The Order of Malta, in Rome

Various buildings in Rome are not in Italy. For instance, many buildings are part of the Vatican, like the Palazzo di Propaganda Fide just up the street from us. In other words, they are extraterritorial. Usually this term applies to places such as embassies; that is, properties of another country. But there is a unique entity — not a country — that has extraterritorial properties in Rome.

A couple minutes’ walk from us (at at Via dei Condotti, 68) is the Magisterial Palace of the Order of Malta. On the Aventine Hill, there’s also the Villa del Priorato di Malta. The two buildings belong to a sovereign entity that since 1869 has had mutual, formal diplomatic relations with Italy.

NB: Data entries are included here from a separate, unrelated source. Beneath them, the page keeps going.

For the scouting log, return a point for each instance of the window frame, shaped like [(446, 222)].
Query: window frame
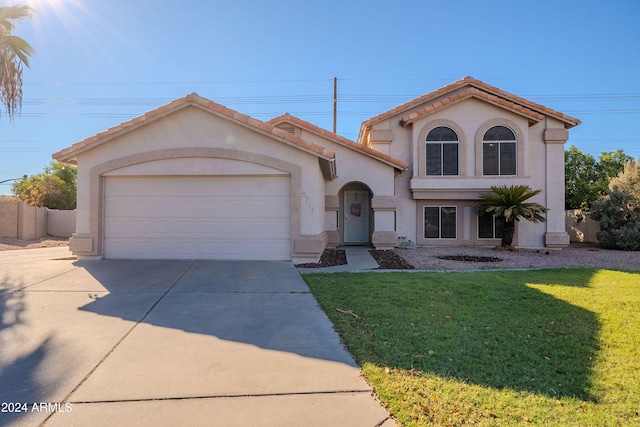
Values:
[(440, 228), (494, 228), (499, 156), (441, 145)]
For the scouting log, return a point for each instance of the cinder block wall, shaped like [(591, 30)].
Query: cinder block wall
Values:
[(61, 223), (9, 219), (19, 221)]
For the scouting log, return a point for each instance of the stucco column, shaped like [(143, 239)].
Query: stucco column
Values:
[(384, 235), (556, 235)]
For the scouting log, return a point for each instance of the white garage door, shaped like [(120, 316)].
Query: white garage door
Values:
[(230, 217)]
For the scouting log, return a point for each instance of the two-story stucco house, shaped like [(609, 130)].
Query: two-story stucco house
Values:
[(194, 179)]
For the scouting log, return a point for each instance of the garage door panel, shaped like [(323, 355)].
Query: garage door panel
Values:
[(240, 217)]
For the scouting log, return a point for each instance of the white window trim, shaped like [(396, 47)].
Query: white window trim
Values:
[(493, 232), (424, 231)]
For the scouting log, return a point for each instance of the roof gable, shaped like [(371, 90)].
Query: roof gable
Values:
[(459, 91), (288, 119), (70, 154)]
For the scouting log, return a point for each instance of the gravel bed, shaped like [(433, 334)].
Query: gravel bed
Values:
[(579, 255)]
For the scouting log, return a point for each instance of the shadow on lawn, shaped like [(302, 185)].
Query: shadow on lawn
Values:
[(502, 334)]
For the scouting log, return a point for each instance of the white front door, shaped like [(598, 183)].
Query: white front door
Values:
[(356, 217)]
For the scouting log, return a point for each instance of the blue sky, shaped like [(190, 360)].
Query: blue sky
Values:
[(100, 62)]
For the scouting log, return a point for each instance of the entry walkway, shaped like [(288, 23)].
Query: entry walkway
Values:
[(358, 259), (167, 343)]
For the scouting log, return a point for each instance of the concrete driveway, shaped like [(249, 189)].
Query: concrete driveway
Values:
[(170, 343)]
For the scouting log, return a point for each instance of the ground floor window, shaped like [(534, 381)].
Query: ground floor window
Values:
[(440, 222), (490, 227)]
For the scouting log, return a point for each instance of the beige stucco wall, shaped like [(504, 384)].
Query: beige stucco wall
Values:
[(540, 165), (193, 141), (353, 168)]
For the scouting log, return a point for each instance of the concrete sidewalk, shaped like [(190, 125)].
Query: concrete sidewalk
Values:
[(171, 343), (358, 259)]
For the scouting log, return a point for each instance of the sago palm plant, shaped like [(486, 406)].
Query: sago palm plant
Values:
[(509, 203)]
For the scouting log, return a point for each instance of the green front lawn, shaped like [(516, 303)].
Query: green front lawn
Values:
[(539, 347)]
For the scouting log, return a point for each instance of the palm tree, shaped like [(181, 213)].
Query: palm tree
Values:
[(14, 52), (509, 204)]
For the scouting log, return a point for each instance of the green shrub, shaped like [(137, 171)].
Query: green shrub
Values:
[(619, 212)]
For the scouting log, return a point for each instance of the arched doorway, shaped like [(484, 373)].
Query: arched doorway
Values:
[(357, 215)]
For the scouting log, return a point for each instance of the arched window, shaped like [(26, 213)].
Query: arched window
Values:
[(442, 152), (499, 151)]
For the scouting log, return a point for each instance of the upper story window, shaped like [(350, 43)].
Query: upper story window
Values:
[(499, 151), (442, 152)]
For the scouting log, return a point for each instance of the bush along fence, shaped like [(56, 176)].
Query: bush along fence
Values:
[(19, 221)]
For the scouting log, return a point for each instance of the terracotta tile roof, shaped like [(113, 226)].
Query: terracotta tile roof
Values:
[(463, 89), (70, 153), (288, 118)]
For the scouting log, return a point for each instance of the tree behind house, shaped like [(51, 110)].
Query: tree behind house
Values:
[(509, 203), (619, 211), (54, 188)]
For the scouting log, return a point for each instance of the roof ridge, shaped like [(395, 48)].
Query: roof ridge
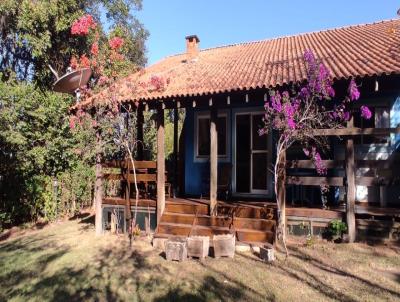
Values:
[(278, 38), (296, 35)]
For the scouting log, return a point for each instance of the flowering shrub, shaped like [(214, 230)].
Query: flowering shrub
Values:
[(83, 25), (365, 112), (295, 114), (116, 43)]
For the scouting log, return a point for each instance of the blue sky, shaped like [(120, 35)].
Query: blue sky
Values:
[(221, 22)]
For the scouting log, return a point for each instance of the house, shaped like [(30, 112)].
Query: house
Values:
[(222, 157)]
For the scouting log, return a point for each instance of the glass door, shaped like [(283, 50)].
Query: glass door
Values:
[(259, 156), (251, 155)]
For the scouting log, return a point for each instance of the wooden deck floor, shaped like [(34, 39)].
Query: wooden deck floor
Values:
[(332, 213)]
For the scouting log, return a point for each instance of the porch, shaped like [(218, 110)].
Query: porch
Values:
[(254, 222)]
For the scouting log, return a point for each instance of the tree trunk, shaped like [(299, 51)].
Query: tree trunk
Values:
[(282, 194), (213, 161), (98, 188), (160, 164)]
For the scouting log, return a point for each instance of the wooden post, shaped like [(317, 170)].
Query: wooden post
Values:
[(213, 161), (128, 214), (160, 164), (351, 186), (139, 127), (176, 121), (98, 187)]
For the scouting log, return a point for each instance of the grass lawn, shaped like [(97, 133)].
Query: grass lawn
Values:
[(65, 262)]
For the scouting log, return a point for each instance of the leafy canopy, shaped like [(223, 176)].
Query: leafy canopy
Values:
[(37, 33)]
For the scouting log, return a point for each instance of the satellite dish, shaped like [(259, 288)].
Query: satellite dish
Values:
[(72, 81)]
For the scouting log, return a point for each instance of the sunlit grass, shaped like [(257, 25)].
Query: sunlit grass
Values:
[(66, 262)]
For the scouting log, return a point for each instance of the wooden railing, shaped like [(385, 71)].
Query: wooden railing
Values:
[(146, 175)]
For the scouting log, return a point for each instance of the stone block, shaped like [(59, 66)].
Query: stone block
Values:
[(176, 249), (198, 246), (224, 245)]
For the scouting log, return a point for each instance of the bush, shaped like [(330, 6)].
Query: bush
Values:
[(336, 229)]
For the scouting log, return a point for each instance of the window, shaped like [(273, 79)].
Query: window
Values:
[(203, 136)]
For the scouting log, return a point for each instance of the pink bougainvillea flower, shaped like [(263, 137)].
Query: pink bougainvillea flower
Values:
[(365, 112), (116, 43), (83, 25), (94, 50), (354, 94), (331, 91), (72, 122), (73, 63), (291, 124), (309, 56), (84, 61), (304, 92)]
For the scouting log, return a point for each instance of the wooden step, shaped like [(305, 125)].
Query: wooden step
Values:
[(203, 220), (246, 235), (186, 208), (268, 213)]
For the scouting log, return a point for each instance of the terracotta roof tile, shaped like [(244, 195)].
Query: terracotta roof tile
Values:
[(360, 50)]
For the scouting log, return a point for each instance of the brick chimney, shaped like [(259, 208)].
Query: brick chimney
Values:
[(192, 47)]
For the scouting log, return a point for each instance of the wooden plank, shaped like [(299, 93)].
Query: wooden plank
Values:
[(356, 131), (186, 208), (175, 151), (382, 224), (377, 211), (213, 161), (139, 136), (315, 181), (113, 176), (370, 181), (144, 177), (351, 187), (379, 164), (142, 164), (121, 201), (160, 163), (309, 164), (314, 213)]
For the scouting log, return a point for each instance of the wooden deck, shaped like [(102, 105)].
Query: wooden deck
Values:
[(252, 222)]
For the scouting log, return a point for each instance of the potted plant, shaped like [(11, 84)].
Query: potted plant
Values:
[(336, 229)]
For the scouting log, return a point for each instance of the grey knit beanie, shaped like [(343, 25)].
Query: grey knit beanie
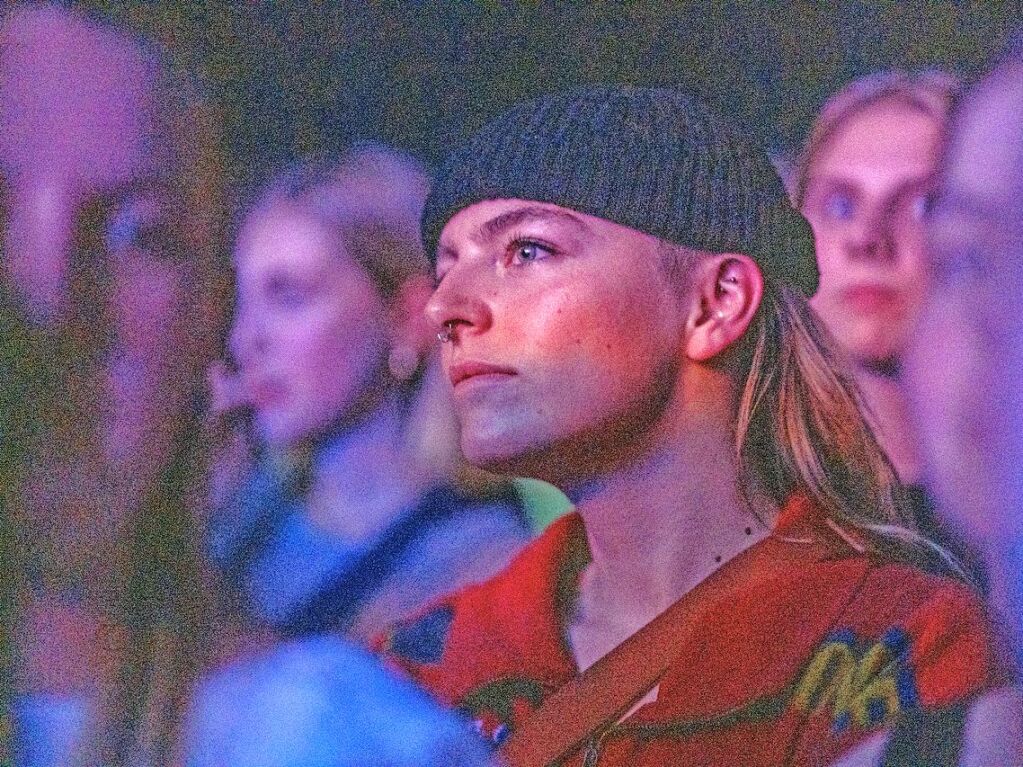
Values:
[(654, 160)]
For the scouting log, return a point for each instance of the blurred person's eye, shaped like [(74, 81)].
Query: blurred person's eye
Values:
[(288, 294), (839, 206), (140, 224)]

The Sovereign Military Order of Malta — more precisely, the Sovereign Military Hospitaller Order of St. John of Jerusalem of Rhodes and of Malta — is a sovereign order of chivalry that has been granted extraterritoriality by the Italian Government. The Grand Master of the Sovereign Military Order of Malta resides in the Magisterial Palace, which is also the Order’s headquarters.

Magisterial Palace of the Knights of Malta. Photo courtesy of Giorgio Minguzzi.
Plaque at Palazzo Malta, stating its extraterritorial status
Plaque at the Magisterial Palace, stating its extraterritorial status
Courtyard of the Magisterial Palace, with the Maltese cross

Just like the Magisterial Palace, the Villa del Priorato di Malta (the “Magistral Villa“) is also sovereign territory. The site, with a wonderful view of Rome from its location on the Aventine Hill, was once a fortified Benedictine monastery. It was later owned by the Knights Templar. After the destruction of that order, the villa was transferred to the Knights Hospitaller… which became the Order of Malta.

Villa Malta, on the Aventine Hill
Villa del Priorato di Malta, on the Aventine Hill
The walls encircling the Magisterial Villa, decorated with coats of arms with the Maltese cross, and obelisks

The villa has lovely gardens and the Church of Santa Maria del Priorato, which was designed by the great artist Giovanni Battista Piranesi. He is known for his marvelous engravings of Rome, and is buried at the church.

Santa Maria del Priorato

Most people know this place, however, as the site of the “key hole.” The view through the gate’s key hole gives you St. Peter’s dome perfectly framed by the garden’s hedges.